Oficiais militares de Israel reconheceram, em caráter reservado, que a população palestina na Faixa de Gaza enfrentará fome generalizada caso a entrada de ajuda humanitária não seja restabelecida nas próximas semanas, informa O Globo. Durante meses, o governo israelense sustentou que o bloqueio de alimentos e combustíveis em Gaza não representava uma ameaça significativa à população civil, mesmo diante de alertas da ONU.
Análises internas feitas por militares que monitoram a situação humanitária indicam que muitas regiões do território não terão alimentos suficientes para atender às necessidades nutricionais básicas se o bloqueio continuar. Como a retomada da ajuda leva tempo até se estabilizar, esses oficiais destacaram a urgência de uma ação imediata para evitar que o sistema de distribuição colapse totalmente.
O reconhecimento da crise dentro das forças armadas ocorre no momento em que o primeiro-ministro Binyamin Netanyahu promete intensificar a ofensiva militar contra o Hamas. Na terça-feira (13), ele declarou que o Exército retomaria os combates “com força total” para “terminar o trabalho” e “eliminar o Hamas”.
O agravamento da crise humanitária também foi destacado na segunda-feira (12) por um alerta da Classificação Integrada da Fase de Segurança Alimentar (IPC), iniciativa apoiada pela ONU. Segundo o relatório, a fome é iminente, e se os combates continuarem, “a vasta maioria da população de Gaza ficará sem acesso a comida, água, abrigo e medicamentos”.
De acordo com os relatos, grande parte das padarias foi forçada a fechar, cozinhas solidárias deixaram de operar, e os estoques do Programa Mundial de Alimentos das Nações Unidas foram esgotados.
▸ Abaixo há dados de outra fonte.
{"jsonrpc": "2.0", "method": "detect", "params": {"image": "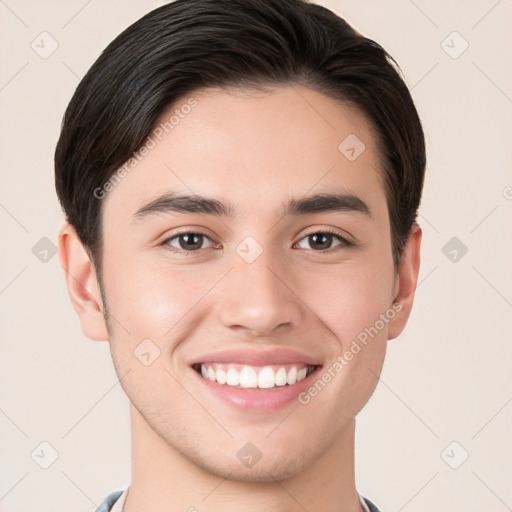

A situação levou à disparada dos preços: o custo da farinha, por exemplo, aumentou 60 vezes desde fevereiro, o que resultou em saques em várias regiões.
Moradores relatam extrema escassez. Khalil el-Halabi, de 71 anos, ex-funcionário da ONU em Gaza, afirmou estar se alimentando com restos enlatados vencidos. “Tudo o que comi hoje foi um pouco de fava de uma lata vencida”, disse. Ele relatou ter perdido 36 quilos desde o início da guerra. Sua filha, que deu à luz recentemente, não consegue amamentar por falta de nutrição adequada, e não há leite em pó disponível, segundo ele.
A resposta oficial de Israel permanece cautelosa. O Ministério da Defesa e o Exército não comentaram os alertas sobre a fome. O porta-voz da chancelaria israelense, Oren Marmorstein, disse que não poderia divulgar discussões internas, mas que o governo está “em contato diário com todas as agências relevantes”.
As restrições israelenses à entrada de ajuda humanitária, endurecidas desde março, são alvo de crescentes críticas internacionais. O chefe humanitário da ONU, Tom Fletcher, em discurso no Conselho de Segurança, acusou Israel de impor “deliberadamente e sem pudor” condições desumanas. “Do que mais vocês precisam?”, questionou. “Vão agir — de forma decisiva — para prevenir um genocídio? Ou dirão que ‘fizeram tudo o que podiam’?”
Em resposta à crise, o governo israelense avalia formas alternativas de distribuir ajuda, sem envolvimento direto do Hamas. A proposta inclui o uso de empresas privadas e vigilância das Forças Armadas de Israel. No entanto, a ONU rejeitou o plano, alegando que ele restringiria os pontos de distribuição, aumentaria os riscos para os civis e forçaria longas caminhadas — afetando especialmente crianças, idosos e pessoas com deficiência.
A justificativa de Israel é que o bloqueio busca impedir o Hamas de interceptar e revender ajuda destinada à população. Segundo uma autoridade da defesa, enfraquecer o grupo por meio do controle de suprimentos pode pressioná-lo a libertar os reféns capturados em 7 de outubro de 2023, quando o conflito foi deflagrado.